Fungicide as last resort
In extremely wet years, you may consider fungicide application (copper-lime or fosetyl-Al around bloom phase). But this is supplementary to pruning, never a replacement.
Fungicide timing:
- First application: early May (bloom)
- Second: late May (young fruit)
- Third: July (pre-harvest)
Always check local regulations for permitted products.
Frequently asked questions
Is monilia bad for all cherries?
Not equally. American sweet cherries (like Stella) tolerate it better than Northern European varieties (like Regina). But in humid coastal climates, everyone feels it.
My tree has many monilia cankers - can I save it?
Yes, usually. Saw off the cankers. Ensure better ventilation. Follow May-August pruning rhythm. In a preventive year you will see much better.

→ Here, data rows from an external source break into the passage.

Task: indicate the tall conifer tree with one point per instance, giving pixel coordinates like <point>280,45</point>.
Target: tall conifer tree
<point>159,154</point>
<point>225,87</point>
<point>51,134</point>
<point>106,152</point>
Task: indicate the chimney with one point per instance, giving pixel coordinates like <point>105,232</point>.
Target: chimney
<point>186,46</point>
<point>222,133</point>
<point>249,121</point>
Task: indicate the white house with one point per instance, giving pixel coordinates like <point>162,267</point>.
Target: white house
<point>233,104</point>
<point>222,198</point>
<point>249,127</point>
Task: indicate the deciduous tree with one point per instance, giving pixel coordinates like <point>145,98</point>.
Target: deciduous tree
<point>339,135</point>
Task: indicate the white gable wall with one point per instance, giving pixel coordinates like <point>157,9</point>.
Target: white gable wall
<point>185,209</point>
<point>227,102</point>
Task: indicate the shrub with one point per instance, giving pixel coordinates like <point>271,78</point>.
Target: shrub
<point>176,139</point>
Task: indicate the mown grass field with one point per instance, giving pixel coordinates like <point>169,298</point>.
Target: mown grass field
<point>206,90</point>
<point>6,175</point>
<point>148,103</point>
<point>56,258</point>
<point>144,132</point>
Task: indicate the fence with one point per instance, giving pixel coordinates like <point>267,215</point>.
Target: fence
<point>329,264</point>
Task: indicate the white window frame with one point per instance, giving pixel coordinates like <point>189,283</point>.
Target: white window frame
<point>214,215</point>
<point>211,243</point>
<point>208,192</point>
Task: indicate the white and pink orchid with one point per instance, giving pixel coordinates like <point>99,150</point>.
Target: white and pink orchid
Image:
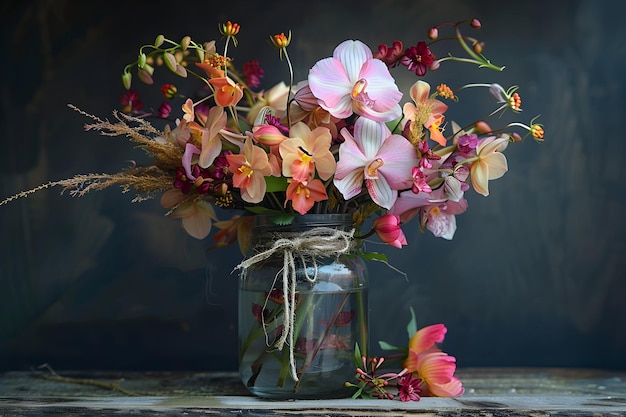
<point>352,81</point>
<point>376,159</point>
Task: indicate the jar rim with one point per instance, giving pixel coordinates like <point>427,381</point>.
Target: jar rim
<point>336,220</point>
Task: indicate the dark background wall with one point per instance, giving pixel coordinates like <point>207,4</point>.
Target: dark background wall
<point>533,277</point>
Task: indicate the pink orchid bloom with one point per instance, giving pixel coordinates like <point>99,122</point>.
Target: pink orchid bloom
<point>249,170</point>
<point>434,209</point>
<point>197,216</point>
<point>434,367</point>
<point>426,111</point>
<point>374,156</point>
<point>352,81</point>
<point>491,163</point>
<point>387,228</point>
<point>227,92</point>
<point>307,151</point>
<point>304,195</point>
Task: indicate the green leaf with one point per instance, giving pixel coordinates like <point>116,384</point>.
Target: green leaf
<point>387,346</point>
<point>411,328</point>
<point>374,256</point>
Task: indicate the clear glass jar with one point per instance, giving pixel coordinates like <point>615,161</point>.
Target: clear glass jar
<point>330,312</point>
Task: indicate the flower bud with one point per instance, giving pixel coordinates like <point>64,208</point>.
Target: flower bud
<point>229,29</point>
<point>170,61</point>
<point>169,91</point>
<point>141,60</point>
<point>144,76</point>
<point>387,228</point>
<point>159,41</point>
<point>482,127</point>
<point>184,43</point>
<point>281,41</point>
<point>164,110</point>
<point>126,79</point>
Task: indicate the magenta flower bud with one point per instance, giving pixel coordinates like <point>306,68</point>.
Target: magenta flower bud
<point>387,228</point>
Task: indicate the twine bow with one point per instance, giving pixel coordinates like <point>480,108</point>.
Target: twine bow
<point>307,246</point>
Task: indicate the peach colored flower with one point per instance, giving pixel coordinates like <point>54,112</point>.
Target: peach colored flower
<point>491,163</point>
<point>307,151</point>
<point>249,170</point>
<point>304,195</point>
<point>197,216</point>
<point>227,92</point>
<point>425,111</point>
<point>434,367</point>
<point>276,98</point>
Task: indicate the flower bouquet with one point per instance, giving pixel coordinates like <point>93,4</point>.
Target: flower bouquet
<point>343,142</point>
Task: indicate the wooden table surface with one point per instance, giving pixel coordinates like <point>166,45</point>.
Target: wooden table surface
<point>489,392</point>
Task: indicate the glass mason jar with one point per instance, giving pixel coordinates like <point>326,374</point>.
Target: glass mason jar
<point>301,346</point>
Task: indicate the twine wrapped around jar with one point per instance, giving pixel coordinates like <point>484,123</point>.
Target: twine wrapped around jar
<point>307,246</point>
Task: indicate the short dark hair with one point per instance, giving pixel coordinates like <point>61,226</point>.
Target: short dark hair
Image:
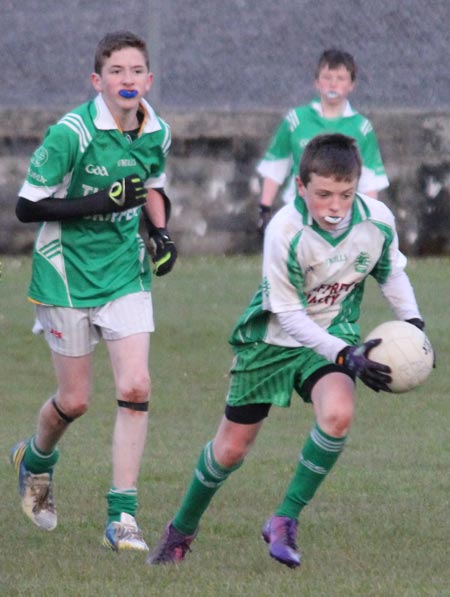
<point>117,40</point>
<point>331,155</point>
<point>334,58</point>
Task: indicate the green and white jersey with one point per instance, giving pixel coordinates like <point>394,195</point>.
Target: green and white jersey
<point>307,269</point>
<point>90,261</point>
<point>281,161</point>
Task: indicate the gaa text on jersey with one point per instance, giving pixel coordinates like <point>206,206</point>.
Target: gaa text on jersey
<point>97,170</point>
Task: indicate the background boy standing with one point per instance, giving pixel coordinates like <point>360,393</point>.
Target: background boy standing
<point>91,277</point>
<point>331,112</point>
<point>301,333</point>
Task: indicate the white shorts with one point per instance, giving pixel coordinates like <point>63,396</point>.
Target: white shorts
<point>75,332</point>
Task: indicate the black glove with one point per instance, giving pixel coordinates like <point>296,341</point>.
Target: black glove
<point>127,192</point>
<point>165,252</point>
<point>264,216</point>
<point>123,194</point>
<point>373,374</point>
<point>417,322</point>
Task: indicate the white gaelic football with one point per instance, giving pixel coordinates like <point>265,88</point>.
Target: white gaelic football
<point>406,350</point>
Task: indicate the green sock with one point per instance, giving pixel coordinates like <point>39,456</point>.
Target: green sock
<point>38,462</point>
<point>121,500</point>
<point>207,479</point>
<point>318,456</point>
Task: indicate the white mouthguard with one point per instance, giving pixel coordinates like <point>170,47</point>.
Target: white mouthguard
<point>333,219</point>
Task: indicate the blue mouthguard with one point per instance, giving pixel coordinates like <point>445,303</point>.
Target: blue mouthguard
<point>128,94</point>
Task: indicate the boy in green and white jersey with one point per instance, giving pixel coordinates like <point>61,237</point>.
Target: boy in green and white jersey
<point>91,277</point>
<point>300,333</point>
<point>331,112</point>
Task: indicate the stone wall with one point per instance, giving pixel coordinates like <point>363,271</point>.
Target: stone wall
<point>212,182</point>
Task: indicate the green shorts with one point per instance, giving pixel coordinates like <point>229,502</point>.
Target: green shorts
<point>265,373</point>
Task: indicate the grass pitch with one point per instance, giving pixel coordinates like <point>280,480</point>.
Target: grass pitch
<point>378,526</point>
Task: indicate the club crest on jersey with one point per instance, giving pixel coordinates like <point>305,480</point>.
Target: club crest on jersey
<point>362,262</point>
<point>265,287</point>
<point>39,157</point>
<point>97,170</point>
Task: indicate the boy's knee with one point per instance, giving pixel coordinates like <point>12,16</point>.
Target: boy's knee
<point>136,389</point>
<point>230,453</point>
<point>337,422</point>
<point>69,410</point>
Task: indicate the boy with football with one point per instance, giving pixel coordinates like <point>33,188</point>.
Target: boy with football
<point>96,170</point>
<point>300,332</point>
<point>331,112</point>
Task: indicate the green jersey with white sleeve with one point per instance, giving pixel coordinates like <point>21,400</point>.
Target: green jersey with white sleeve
<point>89,261</point>
<point>308,269</point>
<point>281,161</point>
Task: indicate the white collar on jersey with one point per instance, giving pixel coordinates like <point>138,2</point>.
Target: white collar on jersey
<point>348,110</point>
<point>104,119</point>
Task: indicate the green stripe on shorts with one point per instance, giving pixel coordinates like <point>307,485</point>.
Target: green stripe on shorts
<point>265,373</point>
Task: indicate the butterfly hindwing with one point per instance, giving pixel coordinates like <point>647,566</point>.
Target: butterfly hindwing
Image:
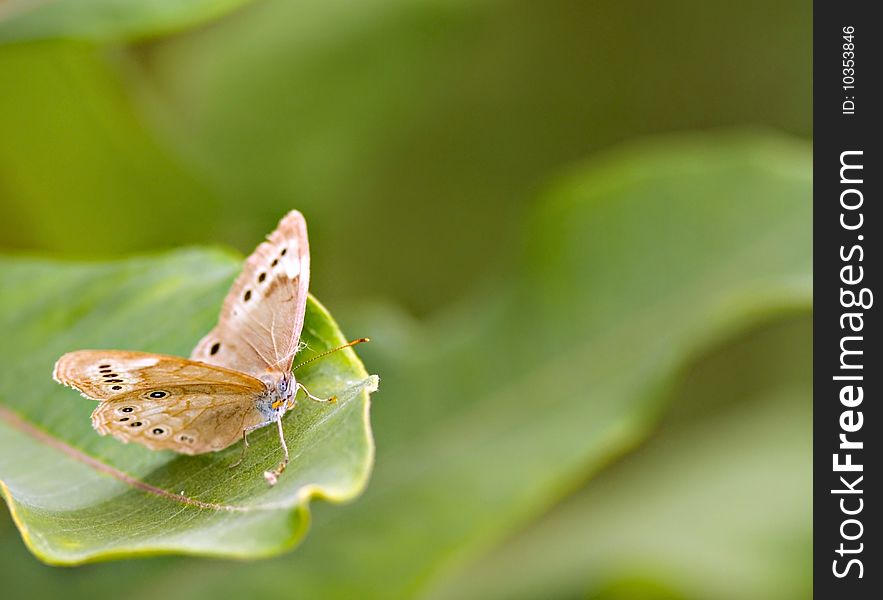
<point>190,419</point>
<point>262,316</point>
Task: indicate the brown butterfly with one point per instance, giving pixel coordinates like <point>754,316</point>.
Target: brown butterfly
<point>238,378</point>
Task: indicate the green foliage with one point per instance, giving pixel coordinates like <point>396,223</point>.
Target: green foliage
<point>79,497</point>
<point>571,406</point>
<point>104,20</point>
<point>634,266</point>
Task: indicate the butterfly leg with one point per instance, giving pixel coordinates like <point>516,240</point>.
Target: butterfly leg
<point>245,433</point>
<point>273,476</point>
<point>315,398</point>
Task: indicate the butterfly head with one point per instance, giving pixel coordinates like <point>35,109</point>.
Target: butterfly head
<point>281,391</point>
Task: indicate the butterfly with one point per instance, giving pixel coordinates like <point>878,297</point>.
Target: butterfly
<point>238,377</point>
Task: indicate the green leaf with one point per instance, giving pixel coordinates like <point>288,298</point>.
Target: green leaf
<point>77,496</point>
<point>714,505</point>
<point>635,265</point>
<point>79,173</point>
<point>105,20</point>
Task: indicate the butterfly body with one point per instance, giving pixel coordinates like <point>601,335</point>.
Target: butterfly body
<point>238,377</point>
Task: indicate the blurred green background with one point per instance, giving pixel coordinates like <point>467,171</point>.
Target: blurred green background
<point>606,202</point>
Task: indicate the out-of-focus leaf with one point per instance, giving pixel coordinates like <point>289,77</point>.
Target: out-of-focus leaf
<point>419,131</point>
<point>79,173</point>
<point>716,505</point>
<point>77,497</point>
<point>494,413</point>
<point>104,20</point>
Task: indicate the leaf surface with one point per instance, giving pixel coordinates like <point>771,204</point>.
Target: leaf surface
<point>104,20</point>
<point>77,496</point>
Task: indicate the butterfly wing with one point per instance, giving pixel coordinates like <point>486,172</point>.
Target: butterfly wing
<point>191,419</point>
<point>163,402</point>
<point>263,314</point>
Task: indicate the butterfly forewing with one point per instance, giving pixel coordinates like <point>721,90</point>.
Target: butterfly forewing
<point>262,316</point>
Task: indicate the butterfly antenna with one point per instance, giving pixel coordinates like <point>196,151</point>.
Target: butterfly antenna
<point>327,352</point>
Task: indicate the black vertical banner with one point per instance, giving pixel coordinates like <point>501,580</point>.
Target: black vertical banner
<point>847,370</point>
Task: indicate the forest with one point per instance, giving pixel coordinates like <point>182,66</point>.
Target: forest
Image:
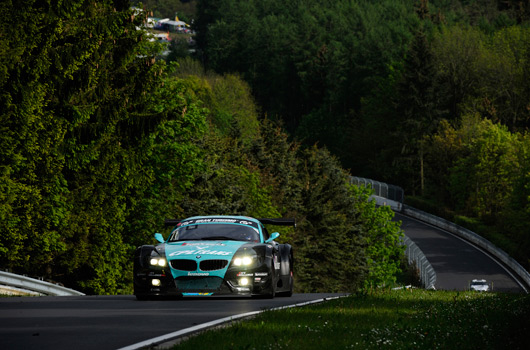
<point>429,95</point>
<point>101,138</point>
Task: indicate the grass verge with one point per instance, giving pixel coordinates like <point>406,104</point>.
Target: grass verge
<point>401,319</point>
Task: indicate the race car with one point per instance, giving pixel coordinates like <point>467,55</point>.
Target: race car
<point>215,255</point>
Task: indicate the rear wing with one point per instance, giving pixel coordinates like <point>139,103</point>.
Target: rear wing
<point>171,222</point>
<point>265,221</point>
<point>278,222</point>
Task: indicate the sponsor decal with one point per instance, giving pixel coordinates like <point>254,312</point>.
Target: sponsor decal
<point>202,245</point>
<point>198,274</point>
<point>200,252</point>
<point>197,294</point>
<point>219,220</point>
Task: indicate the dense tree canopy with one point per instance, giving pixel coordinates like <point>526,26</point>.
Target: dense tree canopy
<point>101,140</point>
<point>375,81</point>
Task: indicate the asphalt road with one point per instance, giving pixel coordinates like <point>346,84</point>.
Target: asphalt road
<point>455,261</point>
<point>112,322</point>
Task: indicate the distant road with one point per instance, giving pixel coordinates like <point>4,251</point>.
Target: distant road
<point>455,261</point>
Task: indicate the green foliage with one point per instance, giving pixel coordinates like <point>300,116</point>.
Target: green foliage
<point>330,239</point>
<point>383,245</point>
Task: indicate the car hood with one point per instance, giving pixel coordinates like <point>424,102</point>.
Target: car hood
<point>202,249</point>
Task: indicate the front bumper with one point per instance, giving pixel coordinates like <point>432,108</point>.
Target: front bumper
<point>235,281</point>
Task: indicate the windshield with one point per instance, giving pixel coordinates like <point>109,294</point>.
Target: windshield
<point>220,232</point>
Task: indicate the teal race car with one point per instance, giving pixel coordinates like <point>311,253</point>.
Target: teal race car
<point>215,255</point>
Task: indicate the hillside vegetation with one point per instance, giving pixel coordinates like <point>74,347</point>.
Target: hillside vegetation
<point>430,95</point>
<point>101,140</point>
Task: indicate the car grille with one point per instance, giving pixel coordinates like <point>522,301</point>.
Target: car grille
<point>211,265</point>
<point>198,283</point>
<point>184,265</point>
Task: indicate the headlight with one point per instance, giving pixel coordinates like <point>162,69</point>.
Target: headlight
<point>161,262</point>
<point>243,261</point>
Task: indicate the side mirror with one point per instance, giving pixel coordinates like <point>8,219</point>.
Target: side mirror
<point>273,237</point>
<point>159,237</point>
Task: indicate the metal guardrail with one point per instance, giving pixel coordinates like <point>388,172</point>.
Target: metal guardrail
<point>425,270</point>
<point>395,196</point>
<point>381,189</point>
<point>35,285</point>
<point>472,237</point>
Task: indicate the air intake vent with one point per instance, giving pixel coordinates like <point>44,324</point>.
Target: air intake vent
<point>211,265</point>
<point>184,265</point>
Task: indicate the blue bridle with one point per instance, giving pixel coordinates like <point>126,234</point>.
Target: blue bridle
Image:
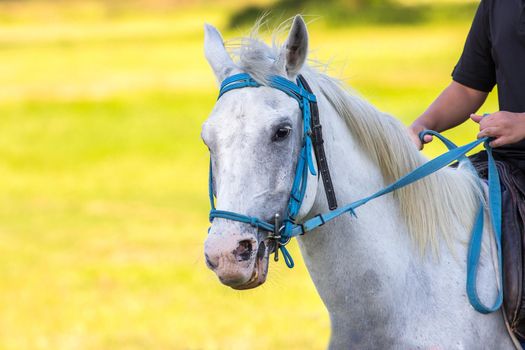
<point>290,228</point>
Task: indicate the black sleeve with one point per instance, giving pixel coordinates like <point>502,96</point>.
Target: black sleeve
<point>475,68</point>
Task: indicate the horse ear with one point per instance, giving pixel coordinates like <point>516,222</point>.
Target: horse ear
<point>296,46</point>
<point>216,54</point>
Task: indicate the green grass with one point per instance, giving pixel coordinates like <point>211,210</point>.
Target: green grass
<point>103,203</point>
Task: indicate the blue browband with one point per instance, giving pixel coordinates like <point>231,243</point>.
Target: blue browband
<point>290,228</point>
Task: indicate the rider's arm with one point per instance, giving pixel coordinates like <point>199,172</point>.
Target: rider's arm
<point>474,76</point>
<point>452,107</point>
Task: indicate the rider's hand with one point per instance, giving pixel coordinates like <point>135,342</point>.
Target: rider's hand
<point>505,127</point>
<point>413,131</point>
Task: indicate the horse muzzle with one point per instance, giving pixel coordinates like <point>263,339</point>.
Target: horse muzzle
<point>239,261</point>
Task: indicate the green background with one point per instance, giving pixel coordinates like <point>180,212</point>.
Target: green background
<point>103,177</point>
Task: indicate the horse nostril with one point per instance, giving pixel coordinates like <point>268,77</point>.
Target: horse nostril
<point>244,250</point>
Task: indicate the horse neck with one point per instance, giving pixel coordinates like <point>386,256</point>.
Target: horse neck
<point>368,245</point>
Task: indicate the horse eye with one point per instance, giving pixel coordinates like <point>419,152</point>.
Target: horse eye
<point>282,133</point>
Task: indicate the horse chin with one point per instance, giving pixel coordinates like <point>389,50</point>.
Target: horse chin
<point>260,269</point>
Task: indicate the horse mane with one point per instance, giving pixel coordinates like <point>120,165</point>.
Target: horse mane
<point>440,206</point>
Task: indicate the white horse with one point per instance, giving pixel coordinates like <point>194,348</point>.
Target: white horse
<point>392,278</point>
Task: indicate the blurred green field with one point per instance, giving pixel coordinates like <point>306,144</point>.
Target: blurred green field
<point>103,177</point>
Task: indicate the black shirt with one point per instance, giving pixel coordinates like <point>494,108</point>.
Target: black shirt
<point>494,53</point>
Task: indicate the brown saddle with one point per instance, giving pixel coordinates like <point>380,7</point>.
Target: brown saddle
<point>512,177</point>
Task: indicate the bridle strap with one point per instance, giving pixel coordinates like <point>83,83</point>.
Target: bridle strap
<point>318,144</point>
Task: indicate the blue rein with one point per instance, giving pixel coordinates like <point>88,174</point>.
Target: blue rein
<point>305,165</point>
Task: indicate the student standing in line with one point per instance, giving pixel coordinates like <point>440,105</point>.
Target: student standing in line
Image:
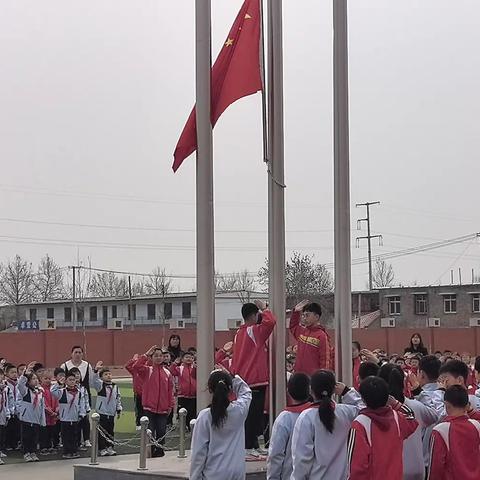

Can I prevent monilia entirely?
Virtually not without fungicide and perfect moisture management. Goal: minimisation. With good pruning and dry years, pressure reduces enormously.
What if I do not want to use fungicide?
Good pruning practices + dry side of garden + wide plant spacing + more resistant cultivars + early harvest (avoid late fruit). This can solve 80 percent of the problem.
My tree is full of tangled branches - how do I start?
Start in May. Remove first major, obvious crossings. Work from outside inward. You need not do everything at once - prevention is step-by-step work.
Step-by-step
Step 1: Preparation (March)
Inspect your tree for monilia cankers. Note where they are. Ensure secateur disinfection (bleach + water).
Step 2: May pruning (right after bloom)
Remove damaged blossoms. Cut all touching branches. Open the canopy significantly.
Step 3: Summer inspection (June-July)
Watch weekly for new cankers. Remove immediately. Keep tree open.
Step 4: Harvest (July)
Pick ripe fruit quickly. Do not leave overripe fruit hanging - those are monilia nests.
Step 5: August-September pruning
Saw off all cankers. Open canopy further. Remove side shoots that grew dense.
Step 6: Winter rest
Inspect tree for cankers. Repair serious structure. Minimal cutting.
Summary: open canopy is everything
Monilia + wet canopy = disease. Monilia + dry, airy canopy = far less problem. Prune aggressively for ventilation, not for form.